# Where to Find Hardware



## Spartan_Caver (Apr 2, 2008)

Can we start a list of where to find on-line hardware companies? I am looking for the unique, unusual, unavailable at Hombre Depot, or Ace, type hardware for chest, and cabinets and small boxes. The local hardware stores have a very limited supply, and fewer catalogs of the really great quality hinges, clasp, closures, handles, corner guards, and such. So any thoughts, leads, links, or smoke signals would be appericated.


----------



## mdlbldrmatt135 (Dec 6, 2006)

Rockler, Vandyke's Restorers


----------



## Handyman (Jan 2, 2008)

*hardware*

www.rocklerpro.com tools and hardware
www.pro.woodworker.com tools and hardware
www.vandykes.com hard to find hardware
The Woodworkers Store 1-800-279-4441 hardware, tools, wood
www.woodworkingshop.com Hardware and tools
www.outwater.com plastic hardware
www.rejuvenation.com hard to find older hardware and lighting


----------



## Gerry KIERNAN (Apr 20, 2007)

www.leevalleytools.com

Ask them to send you their catalog.

Gerry


----------



## mmwood_1 (Oct 24, 2007)

Spartan_Caver said:


> Can we start a list of where to find on-line hardware companies? I am looking for the unique, unusual, unavailable at Hombre Depot, or Ace, type hardware for chest, and cabinets and small boxes. The local hardware stores have a very limited supply, and fewer catalogs of the really great quality hinges, clasp, closures, handles, corner guards, and such. So any thoughts, leads, links, or smoke signals would be appericated.

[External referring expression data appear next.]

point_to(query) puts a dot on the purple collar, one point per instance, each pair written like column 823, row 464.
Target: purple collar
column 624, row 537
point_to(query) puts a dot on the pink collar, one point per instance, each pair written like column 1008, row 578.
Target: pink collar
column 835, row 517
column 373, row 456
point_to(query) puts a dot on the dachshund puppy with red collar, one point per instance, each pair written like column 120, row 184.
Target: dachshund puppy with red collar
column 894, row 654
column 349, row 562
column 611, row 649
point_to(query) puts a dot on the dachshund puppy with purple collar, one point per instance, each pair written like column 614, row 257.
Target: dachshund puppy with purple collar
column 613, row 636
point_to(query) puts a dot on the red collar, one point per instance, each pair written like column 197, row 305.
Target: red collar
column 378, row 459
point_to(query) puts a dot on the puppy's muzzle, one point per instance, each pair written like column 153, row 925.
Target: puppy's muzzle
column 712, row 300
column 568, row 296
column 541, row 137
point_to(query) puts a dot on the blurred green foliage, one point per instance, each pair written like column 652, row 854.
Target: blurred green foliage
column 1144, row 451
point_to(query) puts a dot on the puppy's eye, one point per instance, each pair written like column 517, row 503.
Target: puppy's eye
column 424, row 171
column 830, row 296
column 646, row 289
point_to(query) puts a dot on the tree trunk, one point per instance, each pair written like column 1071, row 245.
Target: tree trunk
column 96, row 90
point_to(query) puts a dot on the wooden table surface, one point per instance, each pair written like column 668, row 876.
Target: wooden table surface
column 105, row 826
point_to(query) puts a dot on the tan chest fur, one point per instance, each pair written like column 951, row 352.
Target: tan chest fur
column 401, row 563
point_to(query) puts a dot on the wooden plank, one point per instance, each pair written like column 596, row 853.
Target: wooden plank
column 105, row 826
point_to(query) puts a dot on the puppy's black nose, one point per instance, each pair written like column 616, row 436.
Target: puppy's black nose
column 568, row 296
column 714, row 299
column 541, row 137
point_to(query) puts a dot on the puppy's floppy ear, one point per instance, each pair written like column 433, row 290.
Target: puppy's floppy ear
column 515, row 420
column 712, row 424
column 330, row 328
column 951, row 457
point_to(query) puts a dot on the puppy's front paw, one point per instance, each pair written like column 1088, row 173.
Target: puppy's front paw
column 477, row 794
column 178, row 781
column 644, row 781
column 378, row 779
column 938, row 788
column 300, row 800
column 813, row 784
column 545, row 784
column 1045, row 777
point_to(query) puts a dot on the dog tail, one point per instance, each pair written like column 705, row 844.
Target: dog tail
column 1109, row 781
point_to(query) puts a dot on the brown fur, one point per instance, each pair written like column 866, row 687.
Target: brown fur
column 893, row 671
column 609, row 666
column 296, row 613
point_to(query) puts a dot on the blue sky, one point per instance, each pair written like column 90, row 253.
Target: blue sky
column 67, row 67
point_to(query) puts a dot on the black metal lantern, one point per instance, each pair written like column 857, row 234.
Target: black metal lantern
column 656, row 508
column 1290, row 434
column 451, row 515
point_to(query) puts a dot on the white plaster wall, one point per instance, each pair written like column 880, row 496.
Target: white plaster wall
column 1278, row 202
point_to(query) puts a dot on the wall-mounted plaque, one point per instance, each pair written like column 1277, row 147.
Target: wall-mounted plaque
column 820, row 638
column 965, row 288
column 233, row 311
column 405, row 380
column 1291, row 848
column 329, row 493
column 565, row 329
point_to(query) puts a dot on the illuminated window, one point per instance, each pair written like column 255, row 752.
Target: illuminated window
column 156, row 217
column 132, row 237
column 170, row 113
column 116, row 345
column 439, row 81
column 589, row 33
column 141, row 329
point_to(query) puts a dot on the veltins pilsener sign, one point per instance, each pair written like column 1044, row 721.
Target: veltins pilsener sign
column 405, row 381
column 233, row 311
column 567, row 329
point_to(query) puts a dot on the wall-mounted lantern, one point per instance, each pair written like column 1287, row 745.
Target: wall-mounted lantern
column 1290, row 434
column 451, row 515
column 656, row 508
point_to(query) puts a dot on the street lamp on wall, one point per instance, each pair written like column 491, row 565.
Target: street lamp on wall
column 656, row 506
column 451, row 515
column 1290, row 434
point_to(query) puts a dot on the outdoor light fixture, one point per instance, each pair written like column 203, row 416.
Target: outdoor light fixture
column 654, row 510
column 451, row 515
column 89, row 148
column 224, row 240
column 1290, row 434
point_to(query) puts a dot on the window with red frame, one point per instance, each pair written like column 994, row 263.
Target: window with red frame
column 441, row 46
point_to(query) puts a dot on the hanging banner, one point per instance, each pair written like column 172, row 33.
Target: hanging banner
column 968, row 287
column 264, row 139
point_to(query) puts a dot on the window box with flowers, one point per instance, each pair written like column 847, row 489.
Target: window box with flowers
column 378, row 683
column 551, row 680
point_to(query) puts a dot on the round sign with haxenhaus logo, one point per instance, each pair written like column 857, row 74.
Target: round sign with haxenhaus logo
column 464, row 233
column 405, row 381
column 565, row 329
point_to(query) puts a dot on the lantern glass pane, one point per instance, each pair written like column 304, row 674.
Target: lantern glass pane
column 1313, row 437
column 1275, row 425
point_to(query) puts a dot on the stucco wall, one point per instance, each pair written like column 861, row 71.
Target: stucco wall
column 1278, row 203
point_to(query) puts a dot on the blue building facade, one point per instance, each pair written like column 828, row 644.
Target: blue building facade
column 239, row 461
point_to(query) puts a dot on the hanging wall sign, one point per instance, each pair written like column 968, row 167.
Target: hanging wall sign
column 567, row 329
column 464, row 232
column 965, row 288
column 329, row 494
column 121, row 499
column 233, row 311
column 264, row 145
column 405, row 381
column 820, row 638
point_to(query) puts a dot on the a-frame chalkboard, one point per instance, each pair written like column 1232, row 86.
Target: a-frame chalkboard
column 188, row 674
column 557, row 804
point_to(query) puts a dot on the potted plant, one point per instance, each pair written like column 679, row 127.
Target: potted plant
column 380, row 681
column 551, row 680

Brusso Hardware makes excellent quality items such as you're looking for, all in solid brass or stainless steel. http://www.brusso.com
Yes, they're spendy, but if it's quality you want, you'll be hard pressed to beat them. I've used their knife hinges, cabinet hinges, and shelf pins. They are beautiful pieces of hardware.


----------



## tino86 (Dec 20, 2008)

http://www.mcmaster.com


----------



## bradnailer (Nov 11, 2008)

Restoration Hardware.


----------



## Kudzupatch (Dec 23, 2008)

Gerry KIERNAN said:


> www.leevalleytools.com
> 
> Ask them to send you their catalog.
> 
> Gerry



They have a Hardware Catalog, ask for that one! Pretty good selection.


----------



## steve mackay (Oct 5, 2008)

Only one source for good look'n, VERY resonably priced and quality hardware . . . Lee Valley Tools. They have a BIG-BIG catalogue of only hardware. And they're service is second to NOBODY !

OH ! . . . they got some tools also ! :yes:


----------



## mmtools (Aug 21, 2008)

I agree... Lee Valley is probably the best online source


----------



## clarionflyer (Apr 27, 2008)

This is a pretty good source.

http://www.mcfeelys.com/


----------



## vicnb (Nov 25, 2008)

http://wwhardware.com/


----------



## losttool (Dec 6, 2008)

*wade garrett*

Try wadegarrett.com


----------